Acabo de revisar nuevamente cómo funciona el mercado de valores y me sorprende cuánta gente aún no comprende bien los diferentes tipos de acciones que existen. Esto es crucial si realmente quieres invertir con criterio y no andar a ciegas.



Mira, cuando hablas de acciones en bolsa, no todas son iguales. Hay variaciones importantes que determinan qué derechos tienes, cuánto puedes ganar y cuál es tu nivel de riesgo. Yo diría que entender los tipos de acciones es lo primero que deberías hacer antes de meter dinero en cualquier lado.

Esencialmente, una acción es una pequeña porción del capital de una empresa. Cuando compras una, automáticamente te conviertes en accionista, en dueño de un pedazo de esa compañía. Obvio que hay accionistas con más peso que otros dependiendo de cuántas acciones tengan. Lo interesante es que cuando la empresa crece, tus acciones valen más. Si la empresa enfrenta problemas, pues sucede lo opuesto.

Ahora bien, dentro de los tipos de acciones más negociados tenemos las comunes u ordinarias. Estas son las clásicas que emiten las empresas, permiten que los inversionistas participen en decisiones mediante voto en asambleas y tengas derecho a dividendos según tu participación. El riesgo aquí es alto porque si la empresa quiebra, tu inversión se va a cero. Las ganancias pueden ser exponenciales pero también las pérdidas.

Luego están las acciones preferentes. Acá el juego cambia un poco. No tienes derecho a voto, pero a cambio recibes dividendos fijos sin importar cómo le vaya a la empresa. Es más seguro. Si la compañía va mal, los accionistas preferentes se cobran primero. Es ideal si quieres ingresos pasivos sin meterte en decisiones empresariales.

Existe también un tipo híbrido llamado acciones privilegiadas que combina lo mejor de ambas: tienes derecho a voto y beneficios económicos de las preferentes, aunque requiere aprobación de la asamblea.

Luego hay otras clasificaciones según el titular. Las nominativas van a nombre de una persona específica. Las al portador son de quien físicamente posea el título. Las privadas no cotizan en bolsa, generalmente de pequeñas y medianas empresas. Las rescatables tienen fecha de vencimiento y después dejan de existir. Las que se negocian en corto permiten apostar a la baja esperando que caigan los precios.

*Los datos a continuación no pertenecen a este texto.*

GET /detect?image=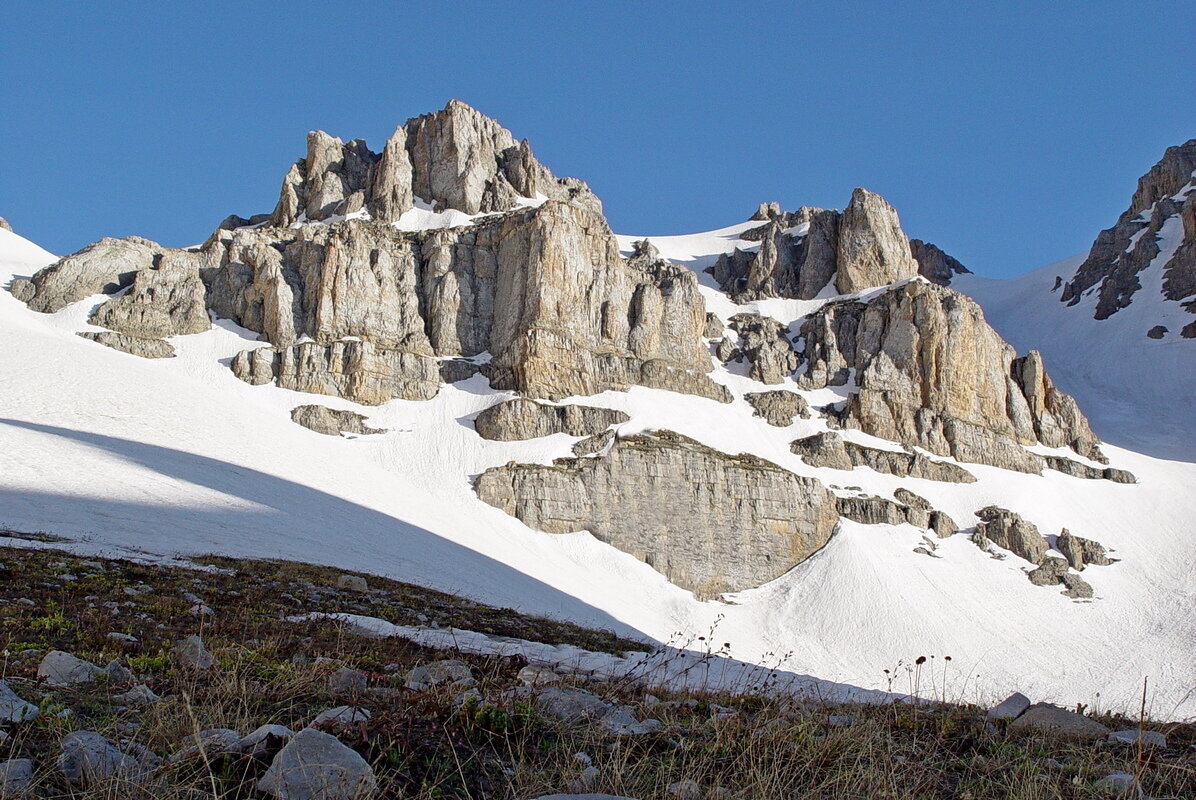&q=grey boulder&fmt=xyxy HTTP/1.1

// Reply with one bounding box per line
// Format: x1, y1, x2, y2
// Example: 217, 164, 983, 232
257, 728, 378, 800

Si miramos la comparación entre tipos de acciones, las comunes ofrecen voto pero volatilidad extrema. Las preferentes dan estabilidad pero sin poder de decisión. Las privilegiadas son el punto medio. Cada tipo de acciones tiene su propósito.

Para invertir realmente, debes saber que las acciones cotizadas en bolsa son las más líquidas, puedes comprar y vender fácilmente a través de un broker. Con Microsoft, por ejemplo, en julio de 2022 subió de 254.84 a 277.64 dólares en ese mes. Si operabas en corto en agosto cuando bajó a 260.51, también ganabas.

La diferencia clave es que con trading tradicional necesitas documentación y trámites legales para vender, mientras que con tipos de acciones que cotizan en bolsa es instantáneo. En corto el broker te presta la acción, la vendes y esperas que caiga para recomprarla más barato.

Mi consejo es que entiendas bien los tipos de acciones que vas a operar. Si buscas largo plazo, las comunes pueden ser tu opción si crees en la empresa. Si quieres seguridad, las preferentes son más predecibles. Y si haces trading activo, cualquiera que cotice en bolsa te funcionará siempre que tengas un broker confiable. Lo importante es que no inviertas sin saber exactamente qué tipo de acciones estás comprando y qué esperar de ellas.